Questa discussione miete più vittime di montezuma: dopo la polmonite di Elijah e il mal di denti di Way, ora abbiamo anche il mal di testa di Talità. ^_^

Non riesco ancora a comprendere a fondo il problema del rapporto tra l’autocomprensione di Gesù e la sua relazione col giudaismo, cui egli apparteneva. Dopo aver dimostrato (o, più prudentemente, assumendo) che ogni detto ed azione di Gesù trova corrispondenze nel giudaismo dell’epoca, e che le cristologie protocristiane nascono su categorie proprie dell’ebraismo/i del II tempio (si va dall’AT ai testi enochici, al qumranesimo, essenismo, fariseismo, zelotismo, letteratura intertestamentaria, etc.) – forse si potrebbe riconoscere anche a Gesù un pensiero “originale” proprio, così come ad esempio lo riconosciamo a Paolo. Perché Paolo può essere originale, creativo, ostinato e visionario, mentre Gesù storico dev’essere per forza risultare una sorta di "automa" incasellato, privo di originalità di pensiero?

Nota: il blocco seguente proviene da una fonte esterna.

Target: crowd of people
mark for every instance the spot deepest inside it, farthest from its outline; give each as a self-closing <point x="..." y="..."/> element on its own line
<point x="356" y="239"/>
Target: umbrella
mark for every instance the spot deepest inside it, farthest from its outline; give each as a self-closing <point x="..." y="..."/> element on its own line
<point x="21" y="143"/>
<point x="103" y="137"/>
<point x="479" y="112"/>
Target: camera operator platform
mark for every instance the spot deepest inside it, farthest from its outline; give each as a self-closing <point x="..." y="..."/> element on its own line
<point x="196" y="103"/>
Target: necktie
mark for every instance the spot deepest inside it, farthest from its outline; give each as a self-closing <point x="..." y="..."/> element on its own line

La differenza in questo caso starebbe unicamente nel fatto che Gesù pensasse determinate cose “riguardo a sé stesso”, ma credo che un’autocomprensione messianica assolutamente “ebraica” – e tuttavia originale, vedi Paolo - possa comuqnue comportare implicazioni diciamo così “ontologiche” al tempo inesplorate.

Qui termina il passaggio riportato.